According to law, within twenty-four hours of arrest, a prisoner must be given a copy of the complaint, signed by an authority and containing not only the details of the charge or charges but also the names of accusers and witnesses. To comply with these provisions, the police immediately must initiate an investigation; they must visit the scene of the incident, collect available evidence, interrogate witnesses, and compile a coherent account of what actually occurred. This information is presented as a police report to a judge, who then sets a date for a hearing.

The first step in the legal process is a hearing, popularly known as an instruction session, to identify the parties involved and to determine whether a punishable offense occurred. Except for misdemeanors, the instruction session is not a trial but rather a hearing at which both the prosecution and the defense are heard in presentation, rebuttal, and final argument. If the offense is a misdemeanor, the judge is permitted to turn the proceeding into a summary court and pronounce sentence. If the case involves a felony, no judgment is possible at the instruction session. If the judge believes that there is evidence of probable guilt, the accused is indicted and a trial date is set.

There are constant tensions between the Civil Police and the Military Police in most states, and sometimes these forces get involved in shootouts. The Military Police are under the jurisdiction of special police courts, which are independent of ordinary courts. The courts consist of five judges--one civilian and four ranking Military Police officials. Congressional legislation that would place the Military Police under ordinary courts remained stalled in 1995.

According to Country Reports on Human Rights Practices for 1994 , "The Military Police courts . . . are overloaded, seldom conduct rigorous investigations of fellow officers, and rarely convict them.

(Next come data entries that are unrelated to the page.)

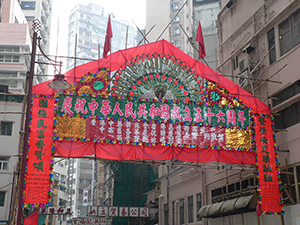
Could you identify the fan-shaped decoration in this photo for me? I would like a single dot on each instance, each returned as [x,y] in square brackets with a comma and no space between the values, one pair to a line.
[92,83]
[158,76]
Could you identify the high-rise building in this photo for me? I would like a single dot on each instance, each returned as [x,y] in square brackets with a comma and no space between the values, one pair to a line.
[81,179]
[177,22]
[259,49]
[206,12]
[40,10]
[15,49]
[87,30]
[14,63]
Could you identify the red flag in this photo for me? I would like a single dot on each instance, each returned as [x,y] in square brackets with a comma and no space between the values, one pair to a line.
[107,39]
[199,38]
[32,219]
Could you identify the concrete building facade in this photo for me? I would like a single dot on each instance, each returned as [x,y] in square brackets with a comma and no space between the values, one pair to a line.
[258,49]
[259,46]
[181,32]
[87,30]
[40,10]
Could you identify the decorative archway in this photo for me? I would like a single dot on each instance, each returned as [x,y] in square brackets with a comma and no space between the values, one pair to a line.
[151,102]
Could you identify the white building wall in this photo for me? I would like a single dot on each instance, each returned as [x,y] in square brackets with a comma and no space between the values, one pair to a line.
[9,149]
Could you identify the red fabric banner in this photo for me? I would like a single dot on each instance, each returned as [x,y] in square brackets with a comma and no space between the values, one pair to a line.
[119,58]
[32,219]
[142,152]
[108,36]
[199,38]
[268,183]
[154,133]
[39,152]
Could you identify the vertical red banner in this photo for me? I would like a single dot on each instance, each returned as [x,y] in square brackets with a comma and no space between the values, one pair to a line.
[38,178]
[269,187]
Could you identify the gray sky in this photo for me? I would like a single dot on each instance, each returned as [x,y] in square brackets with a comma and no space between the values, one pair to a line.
[122,9]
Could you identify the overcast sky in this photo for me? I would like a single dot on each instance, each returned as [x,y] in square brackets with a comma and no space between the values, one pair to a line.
[122,9]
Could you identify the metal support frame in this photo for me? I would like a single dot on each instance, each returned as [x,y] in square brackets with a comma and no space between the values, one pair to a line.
[36,28]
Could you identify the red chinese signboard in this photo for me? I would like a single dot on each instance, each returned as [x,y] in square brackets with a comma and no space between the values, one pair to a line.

The separate system of state Military Police courts creates a climate of impunity for police elements involved in extrajudicial killings or abuse of prisoners, which is the single largest obstacle to altering police behavior to eliminate such abuses." Punishment remains the exception rather than the rule.

Various studies have supported the United States Department of State's conclusions. One study of police crimes against civilians in the Northeast, between 1970 and 1991, found that only 8 percent of the cases resulted in convictions. A separate study in São Paulo found that only 5 percent of similar crimes resulted in convictions.

In his first year as president, Fernando Henrique Cardoso sought to address some of the human rights violations in Brazil by unveiling a national human rights plan and creating a division within the Federal Police tasked with investigating human rights abuses. In April 1995, Cardoso established an interministerial commission to address the problem of forced labor. In addition, Cardoso sought to compensate the families of those who were killed by state-sponsored agents during military rule. Separately the federal Chamber of Deputies created a Human Rights Commission within the Chamber of Deputies.

The 1988 constitution prohibits arbitrary arrest or detention, limiting arrests to those caught in the act of committing a crime and those arrested by order of a judicial authority. Temporary detention is allowed for up to five days, under exceptional circumstances. Judges are permitted to extend that period. In practice, police sometimes detain street youths without judicial authority.